-
Notifications
You must be signed in to change notification settings - Fork 18.5k
Description
Looking at the Golang source code for how map is implemented [1], there seems to be a possible opportunity to enhance cacheline efficiency:
The current algorithm appears to work as follows for looking up a key in a map:
- Hash the key [2] and find the associated bucket [3].
- Search along bucket
.tophasharray [4] for a key candidate <-- cacheline fetch 1 - Binary compare key in key array [5] <-- cacheline fetch 2
- Grab associated element address in element array [6] <-- cacheline fetch 3 (when caller uses element address)
So there are 3 arrays in a bucket; .tophash array, key array, and element (value) array. Each array has the same hard-coded bucketCnt length of 8 elements [7]. A key array item size is typically 16 bytes. This means a typical total key array size is 8 items * 16 byte size = 128 bytes long, or 2x (typically sized) 64 byte cachelines. The total key array size means the associated element array item is usually located in a different cacheline.
This can also be seen (added padding and comments to make it easier to read) from the way the key and element addresses are calculated in the source code:
k := add(unsafe.Pointer(b), dataOffset+i *uintptr(t.keysize) ) // <-- [8]
e := add(unsafe.Pointer(b), dataOffset+bucketCnt*uintptr(t.keysize)+i*uintptr(t.elemsize)) // <-- [9]
// ^^^^^^^^^^^^^^^^^^^^^ element array
// ^^^^^^^^^^^^^^^^^^^^^^^^^^^^ key array
// ^^^^^^^^^^ skip .tophash array
Possible optimization:
If the key and element arrays would be interleaved (instead of separate arrays) then this would not guarantee that the associated key[n] and element[n] are always in the same cacheline, but often they would be :-)

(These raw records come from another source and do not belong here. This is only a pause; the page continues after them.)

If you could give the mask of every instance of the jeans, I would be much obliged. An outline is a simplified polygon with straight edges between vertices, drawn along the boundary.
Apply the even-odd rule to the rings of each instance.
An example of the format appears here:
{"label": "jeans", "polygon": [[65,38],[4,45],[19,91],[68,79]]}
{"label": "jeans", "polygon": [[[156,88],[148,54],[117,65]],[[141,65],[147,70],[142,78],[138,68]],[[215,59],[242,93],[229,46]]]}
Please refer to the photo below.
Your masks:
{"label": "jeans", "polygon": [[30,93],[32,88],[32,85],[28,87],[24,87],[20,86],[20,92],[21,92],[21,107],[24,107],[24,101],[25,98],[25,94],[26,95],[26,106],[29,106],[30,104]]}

As an example, the interleaved version of the above k and e assignments would look something like this:
k := add(unsafe.Pointer(b), dataOffset+i*uintptr(t.keysize+t.elemsize)+uintptr(0) )
e := add(unsafe.Pointer(b), dataOffset+i*uintptr(t.keysize+t.elemsize)+uintptr(t.keysize))
In theory, performance would more often be better due to less CPU cacheline fetches, and otherwise the same performance as before?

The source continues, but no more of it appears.